Dorothy Grace Laity
In early 2014 acting was finally removed from the exempted professions list.
This means that legally, from the application stage onward, it is no longer possible for any actor to be eliminated on the basis of their disability status.
This is fantastic for the industry in general as it forces much more equality than ever before. Unfortunately, the less handy side to that is that it can be very difficult for productions companies who aren't already experienced with assistance dogs to have the conversations they might wish to with actors ahead of engaging them.
In light of this, I have taken advice from a range of leading Irish casting professionals, and have chosen to include this page to give an overview of what having Emma on a production is like, in the hopes of laying the foundations for an open and easy dialogue.
I am available at any time to discuss specifics of having us on a production. Just give me a yell on the contact details here and I will get back to you as soon as possible.

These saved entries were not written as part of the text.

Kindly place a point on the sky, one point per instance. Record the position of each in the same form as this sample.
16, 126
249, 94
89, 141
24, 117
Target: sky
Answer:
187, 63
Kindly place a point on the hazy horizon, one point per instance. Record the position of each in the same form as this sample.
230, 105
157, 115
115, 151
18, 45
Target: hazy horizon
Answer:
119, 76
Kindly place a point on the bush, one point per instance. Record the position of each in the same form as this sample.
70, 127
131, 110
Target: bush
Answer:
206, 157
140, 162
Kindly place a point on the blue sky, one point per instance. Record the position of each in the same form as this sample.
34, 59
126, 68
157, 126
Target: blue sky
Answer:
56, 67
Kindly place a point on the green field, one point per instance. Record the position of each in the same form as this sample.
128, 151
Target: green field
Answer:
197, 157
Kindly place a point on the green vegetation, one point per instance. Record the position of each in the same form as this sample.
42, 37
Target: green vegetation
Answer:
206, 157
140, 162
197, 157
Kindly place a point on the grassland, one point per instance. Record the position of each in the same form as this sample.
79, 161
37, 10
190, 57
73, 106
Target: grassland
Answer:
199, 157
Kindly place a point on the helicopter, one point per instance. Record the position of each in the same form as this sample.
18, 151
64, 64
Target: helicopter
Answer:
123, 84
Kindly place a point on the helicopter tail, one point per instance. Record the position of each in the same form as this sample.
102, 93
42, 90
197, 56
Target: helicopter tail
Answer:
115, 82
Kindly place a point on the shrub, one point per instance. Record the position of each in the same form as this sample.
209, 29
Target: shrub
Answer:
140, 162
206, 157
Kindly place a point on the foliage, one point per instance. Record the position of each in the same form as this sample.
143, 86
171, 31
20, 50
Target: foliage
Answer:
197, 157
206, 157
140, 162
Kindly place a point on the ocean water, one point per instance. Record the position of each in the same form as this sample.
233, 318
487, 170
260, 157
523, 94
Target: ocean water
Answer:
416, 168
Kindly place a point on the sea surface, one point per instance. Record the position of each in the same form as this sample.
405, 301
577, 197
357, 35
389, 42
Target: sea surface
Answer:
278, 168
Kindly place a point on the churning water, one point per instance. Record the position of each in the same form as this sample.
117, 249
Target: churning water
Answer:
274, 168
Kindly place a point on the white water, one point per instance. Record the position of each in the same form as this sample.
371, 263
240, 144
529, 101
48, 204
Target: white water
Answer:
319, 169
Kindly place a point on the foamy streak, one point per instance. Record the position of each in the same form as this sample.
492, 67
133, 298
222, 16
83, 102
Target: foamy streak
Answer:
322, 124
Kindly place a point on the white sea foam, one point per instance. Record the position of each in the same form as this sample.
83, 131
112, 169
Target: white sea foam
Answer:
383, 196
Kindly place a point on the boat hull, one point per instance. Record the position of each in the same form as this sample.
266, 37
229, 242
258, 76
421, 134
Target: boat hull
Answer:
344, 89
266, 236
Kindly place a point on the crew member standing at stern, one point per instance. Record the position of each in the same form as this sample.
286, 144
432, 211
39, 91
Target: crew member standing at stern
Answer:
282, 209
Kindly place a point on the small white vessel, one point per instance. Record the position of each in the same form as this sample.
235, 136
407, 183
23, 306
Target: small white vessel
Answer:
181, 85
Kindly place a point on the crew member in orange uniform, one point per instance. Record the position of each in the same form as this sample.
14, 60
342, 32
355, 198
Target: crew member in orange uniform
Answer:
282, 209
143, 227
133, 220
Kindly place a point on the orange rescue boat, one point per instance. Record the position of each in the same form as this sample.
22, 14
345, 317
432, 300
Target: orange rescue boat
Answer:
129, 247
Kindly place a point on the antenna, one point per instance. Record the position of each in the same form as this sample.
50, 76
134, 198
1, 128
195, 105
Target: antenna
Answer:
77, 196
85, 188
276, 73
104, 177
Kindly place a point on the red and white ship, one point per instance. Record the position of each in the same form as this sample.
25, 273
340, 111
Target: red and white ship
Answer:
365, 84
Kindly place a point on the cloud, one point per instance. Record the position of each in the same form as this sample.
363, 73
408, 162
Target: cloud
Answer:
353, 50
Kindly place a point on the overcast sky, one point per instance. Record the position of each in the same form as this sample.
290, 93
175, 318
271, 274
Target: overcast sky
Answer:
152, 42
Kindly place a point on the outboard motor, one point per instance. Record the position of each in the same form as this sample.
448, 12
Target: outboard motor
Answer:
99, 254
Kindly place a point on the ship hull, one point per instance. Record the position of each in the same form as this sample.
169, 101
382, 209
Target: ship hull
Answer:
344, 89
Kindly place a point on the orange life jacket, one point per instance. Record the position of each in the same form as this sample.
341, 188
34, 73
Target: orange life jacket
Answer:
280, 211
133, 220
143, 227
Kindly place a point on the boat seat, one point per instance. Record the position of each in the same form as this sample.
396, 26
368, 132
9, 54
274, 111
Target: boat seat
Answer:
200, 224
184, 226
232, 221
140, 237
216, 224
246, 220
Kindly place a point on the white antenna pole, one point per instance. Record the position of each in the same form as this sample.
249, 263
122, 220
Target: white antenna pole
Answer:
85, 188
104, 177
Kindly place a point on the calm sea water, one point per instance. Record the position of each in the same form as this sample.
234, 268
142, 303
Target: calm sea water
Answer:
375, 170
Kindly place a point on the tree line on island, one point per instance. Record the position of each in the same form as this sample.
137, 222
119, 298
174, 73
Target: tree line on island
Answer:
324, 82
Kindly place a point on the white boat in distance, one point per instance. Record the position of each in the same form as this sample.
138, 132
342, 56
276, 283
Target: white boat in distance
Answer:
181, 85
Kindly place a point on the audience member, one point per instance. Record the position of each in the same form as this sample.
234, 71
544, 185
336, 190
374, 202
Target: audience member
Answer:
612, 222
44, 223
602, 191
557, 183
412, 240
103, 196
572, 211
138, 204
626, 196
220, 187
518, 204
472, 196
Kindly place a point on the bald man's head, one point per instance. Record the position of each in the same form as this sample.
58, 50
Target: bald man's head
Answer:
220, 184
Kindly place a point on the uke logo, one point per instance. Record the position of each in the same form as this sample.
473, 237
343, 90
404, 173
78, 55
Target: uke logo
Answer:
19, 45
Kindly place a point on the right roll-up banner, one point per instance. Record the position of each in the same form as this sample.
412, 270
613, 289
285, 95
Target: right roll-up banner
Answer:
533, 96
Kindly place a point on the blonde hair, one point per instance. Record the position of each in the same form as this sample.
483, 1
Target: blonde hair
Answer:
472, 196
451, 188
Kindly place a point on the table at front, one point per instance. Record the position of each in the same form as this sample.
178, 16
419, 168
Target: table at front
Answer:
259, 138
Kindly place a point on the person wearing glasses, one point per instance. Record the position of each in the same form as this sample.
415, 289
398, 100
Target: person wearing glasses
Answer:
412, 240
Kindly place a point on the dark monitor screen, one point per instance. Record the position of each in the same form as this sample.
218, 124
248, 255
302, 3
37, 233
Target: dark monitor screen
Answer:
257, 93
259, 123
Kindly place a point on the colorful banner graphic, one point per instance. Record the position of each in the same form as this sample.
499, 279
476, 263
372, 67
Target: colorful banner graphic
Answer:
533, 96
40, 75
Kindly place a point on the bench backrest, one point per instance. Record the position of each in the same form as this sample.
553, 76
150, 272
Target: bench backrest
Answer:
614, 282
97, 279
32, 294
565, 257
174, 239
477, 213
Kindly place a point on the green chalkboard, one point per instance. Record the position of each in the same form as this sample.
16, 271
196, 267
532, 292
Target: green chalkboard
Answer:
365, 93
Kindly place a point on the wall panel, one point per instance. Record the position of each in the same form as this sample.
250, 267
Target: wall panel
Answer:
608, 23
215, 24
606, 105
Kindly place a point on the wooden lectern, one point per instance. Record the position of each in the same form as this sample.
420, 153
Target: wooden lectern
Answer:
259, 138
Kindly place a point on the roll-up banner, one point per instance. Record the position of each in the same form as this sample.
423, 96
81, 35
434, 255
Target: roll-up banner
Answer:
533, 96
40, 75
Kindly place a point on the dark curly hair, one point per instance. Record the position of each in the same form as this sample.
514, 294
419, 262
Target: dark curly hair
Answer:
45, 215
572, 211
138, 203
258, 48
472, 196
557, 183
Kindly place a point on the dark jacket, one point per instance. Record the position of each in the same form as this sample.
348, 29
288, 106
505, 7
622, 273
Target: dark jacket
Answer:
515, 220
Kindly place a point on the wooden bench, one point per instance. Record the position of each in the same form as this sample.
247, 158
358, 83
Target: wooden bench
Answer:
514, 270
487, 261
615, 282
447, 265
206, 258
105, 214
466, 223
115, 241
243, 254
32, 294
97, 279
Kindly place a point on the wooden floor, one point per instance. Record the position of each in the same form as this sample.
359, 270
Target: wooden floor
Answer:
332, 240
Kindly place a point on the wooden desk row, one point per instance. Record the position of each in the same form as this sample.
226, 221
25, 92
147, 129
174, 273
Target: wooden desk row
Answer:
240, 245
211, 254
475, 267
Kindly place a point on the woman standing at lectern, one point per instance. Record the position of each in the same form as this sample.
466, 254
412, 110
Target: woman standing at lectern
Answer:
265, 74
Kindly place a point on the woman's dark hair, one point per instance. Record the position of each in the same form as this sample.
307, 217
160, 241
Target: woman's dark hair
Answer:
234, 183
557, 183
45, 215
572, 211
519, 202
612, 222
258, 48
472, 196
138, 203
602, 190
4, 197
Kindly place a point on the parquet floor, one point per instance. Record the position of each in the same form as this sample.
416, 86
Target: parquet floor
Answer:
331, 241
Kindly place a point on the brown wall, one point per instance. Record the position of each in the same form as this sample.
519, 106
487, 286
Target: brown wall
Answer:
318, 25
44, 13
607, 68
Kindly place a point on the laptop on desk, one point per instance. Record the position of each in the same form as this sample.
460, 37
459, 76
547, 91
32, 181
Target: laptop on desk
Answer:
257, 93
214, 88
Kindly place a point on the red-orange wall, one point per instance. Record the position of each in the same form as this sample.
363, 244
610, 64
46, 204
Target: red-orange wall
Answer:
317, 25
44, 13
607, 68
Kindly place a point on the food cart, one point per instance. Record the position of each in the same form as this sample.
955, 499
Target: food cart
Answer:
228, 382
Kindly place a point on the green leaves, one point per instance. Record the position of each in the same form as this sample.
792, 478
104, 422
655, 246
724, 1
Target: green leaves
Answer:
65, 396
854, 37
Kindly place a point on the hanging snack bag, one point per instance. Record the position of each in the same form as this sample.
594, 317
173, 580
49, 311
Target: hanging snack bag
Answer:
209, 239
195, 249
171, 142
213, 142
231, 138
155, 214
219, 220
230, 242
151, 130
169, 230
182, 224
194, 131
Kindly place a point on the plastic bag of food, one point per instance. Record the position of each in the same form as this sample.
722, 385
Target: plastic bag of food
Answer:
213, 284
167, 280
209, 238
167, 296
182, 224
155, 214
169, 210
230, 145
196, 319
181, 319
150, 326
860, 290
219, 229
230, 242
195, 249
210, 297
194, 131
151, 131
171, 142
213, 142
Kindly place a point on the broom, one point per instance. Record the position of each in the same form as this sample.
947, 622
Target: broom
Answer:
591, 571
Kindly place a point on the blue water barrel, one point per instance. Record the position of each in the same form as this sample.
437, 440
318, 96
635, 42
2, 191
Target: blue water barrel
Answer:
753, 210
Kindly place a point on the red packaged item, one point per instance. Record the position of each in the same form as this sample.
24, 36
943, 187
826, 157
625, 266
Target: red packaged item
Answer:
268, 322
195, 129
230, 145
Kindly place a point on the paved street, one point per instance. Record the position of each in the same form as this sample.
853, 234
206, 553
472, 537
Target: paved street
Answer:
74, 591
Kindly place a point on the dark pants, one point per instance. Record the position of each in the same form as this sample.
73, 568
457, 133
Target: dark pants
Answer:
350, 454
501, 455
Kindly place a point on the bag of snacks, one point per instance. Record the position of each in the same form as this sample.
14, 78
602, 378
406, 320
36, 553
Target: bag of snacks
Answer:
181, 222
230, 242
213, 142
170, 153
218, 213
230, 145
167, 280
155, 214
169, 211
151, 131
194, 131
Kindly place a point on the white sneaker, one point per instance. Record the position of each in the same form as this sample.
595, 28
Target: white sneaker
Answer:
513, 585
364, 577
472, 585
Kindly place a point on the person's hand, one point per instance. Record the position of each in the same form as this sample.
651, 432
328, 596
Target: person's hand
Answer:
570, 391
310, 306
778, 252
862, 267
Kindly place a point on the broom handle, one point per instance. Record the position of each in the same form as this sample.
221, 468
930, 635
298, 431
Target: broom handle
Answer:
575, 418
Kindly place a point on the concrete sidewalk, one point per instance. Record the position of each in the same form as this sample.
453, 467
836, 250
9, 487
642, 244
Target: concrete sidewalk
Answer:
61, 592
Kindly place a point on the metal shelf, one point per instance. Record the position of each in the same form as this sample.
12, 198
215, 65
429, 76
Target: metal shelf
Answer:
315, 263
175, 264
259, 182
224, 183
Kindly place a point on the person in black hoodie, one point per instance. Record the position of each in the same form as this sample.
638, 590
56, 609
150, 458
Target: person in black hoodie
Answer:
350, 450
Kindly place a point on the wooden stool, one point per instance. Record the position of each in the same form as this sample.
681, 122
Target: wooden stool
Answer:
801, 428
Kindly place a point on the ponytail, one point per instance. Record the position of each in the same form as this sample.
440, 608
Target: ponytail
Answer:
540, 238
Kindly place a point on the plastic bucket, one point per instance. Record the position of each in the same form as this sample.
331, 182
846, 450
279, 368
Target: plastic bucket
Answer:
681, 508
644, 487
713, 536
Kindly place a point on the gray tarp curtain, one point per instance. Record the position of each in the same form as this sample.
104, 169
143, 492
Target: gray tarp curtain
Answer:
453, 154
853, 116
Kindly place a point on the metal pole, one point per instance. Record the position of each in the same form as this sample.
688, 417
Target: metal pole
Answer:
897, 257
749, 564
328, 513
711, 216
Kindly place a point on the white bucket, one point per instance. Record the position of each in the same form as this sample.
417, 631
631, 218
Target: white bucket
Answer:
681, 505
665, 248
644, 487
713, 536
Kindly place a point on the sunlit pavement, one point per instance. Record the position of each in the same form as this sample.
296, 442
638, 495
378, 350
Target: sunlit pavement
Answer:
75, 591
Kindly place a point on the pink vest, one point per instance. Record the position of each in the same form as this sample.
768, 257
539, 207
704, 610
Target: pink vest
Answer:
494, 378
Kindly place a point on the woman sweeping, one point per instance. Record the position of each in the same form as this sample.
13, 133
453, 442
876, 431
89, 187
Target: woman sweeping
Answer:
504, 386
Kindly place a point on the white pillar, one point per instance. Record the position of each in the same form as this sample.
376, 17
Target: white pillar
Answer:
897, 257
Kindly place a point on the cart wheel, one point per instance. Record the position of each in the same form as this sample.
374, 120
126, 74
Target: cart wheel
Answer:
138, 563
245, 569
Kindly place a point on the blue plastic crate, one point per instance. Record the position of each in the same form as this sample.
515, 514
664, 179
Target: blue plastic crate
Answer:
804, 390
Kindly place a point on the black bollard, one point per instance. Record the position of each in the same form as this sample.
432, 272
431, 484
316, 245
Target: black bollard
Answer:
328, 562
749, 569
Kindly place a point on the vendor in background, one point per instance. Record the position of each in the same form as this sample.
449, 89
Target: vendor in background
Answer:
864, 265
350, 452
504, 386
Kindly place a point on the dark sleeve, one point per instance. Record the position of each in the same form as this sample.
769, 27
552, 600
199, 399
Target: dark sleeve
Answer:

Emma in the rehearsal room 2014
Emma in her harness
Since May 2014 I have been working with Emma, a mobility and tasker type assistance dog from Dogs for the Disabled.
She assists me with mobility (replacing the use of other walking aids) and a range of other tasks. Since she is a Labradoodle, Emma is hypoallergenic. For productions overseas, Emma has a passport, but there is an additional step in booking her travel, so please email me if you have any questions in relation to that.
Her legal standing is the same as a wheelchair, which means that anywhere a wheelchair can go, Emma can go too.
Emma does not perform in her own right, but accompanies me at all times, unless the production I am working on is a period piece and her harness means she can't be in shot, in which case, unless it's a tightly closed set, my husband (himself an actor) will usually accompany us to hold her while a scene is rolling, or for an absolutely closed set, she has on occasion, stayed with a production assistant while a scene was rolling.
During our time together, Emma has experienced a wide variety of work environments, from rehearsal room and studio space, through live events (since we've been together, the biggest audience we have worked in front of so far is 8,000 people), to stage, studio, location units and even sound booths.
While Emma typically works with me on vocal commands, we also work in sign between the two of us for those situations in work where silence is essential.
Emma likes patterns and typically picks up lines and blocking about as fast as I do. If something changes during a live situation that has previously been rehearsed, she will sometimes show interest (typically a head tilt and ear prick), but she does not usually anticipate or give away plot.
Her experience of the world is at about the level of a five year old, so if you've ever experienced a well behaved child on your productions, you'll have a fair idea of approximately what having Emma along is like. We tend to find that there's rarely a logistical challenge once folks are used to us (usually takes about ten minutes).